The church as sacred space places the reader at the heart of medieval religious life, standing inside the church with the medieval laity in order to ask what the church meant to them and why. It examines the church as a building, idea, and community, and explores the ways in which the sanctity of the church was crucial to its place at the centre of lay devotion and parish life.

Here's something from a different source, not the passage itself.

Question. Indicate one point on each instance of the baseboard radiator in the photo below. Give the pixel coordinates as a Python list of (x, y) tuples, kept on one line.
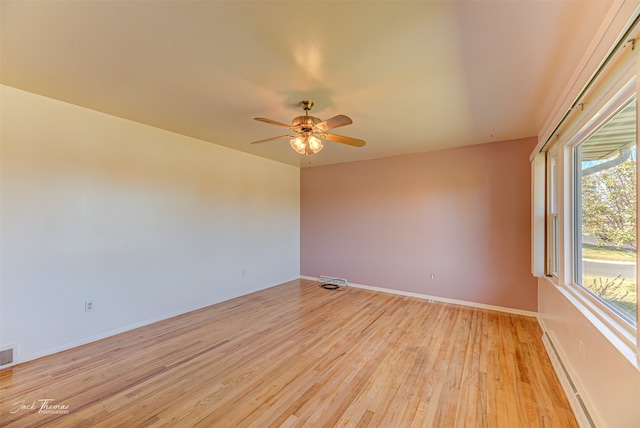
[(335, 282), (584, 418)]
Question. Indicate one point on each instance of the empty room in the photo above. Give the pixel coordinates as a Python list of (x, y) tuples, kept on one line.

At a time when the parish church was facing competition for lay attention, and dissenting movements such as Lollardy were challenging the relevance of the material church, the book examines what was at stake in discussions of sanctity and its manifestations. Exploring a range of Middle English literature alongside liturgy, architecture, and material culture, the book explores the ways in which the sanctity of the church was constructed and maintained for the edification of the laity. Drawing on a wide range of contemporary theoretical approaches, the book offers a reading of the church as continually produced and negotiated by the rituals, performances, and practices of its lay communities, who were constantly being asked to attend to its material form, visual decorations, and significance. The meaning of the church was a dominant question in late-medieval religious culture and this book provides an invaluable context for students and academics working on lay religious experience and canonical Middle English texts.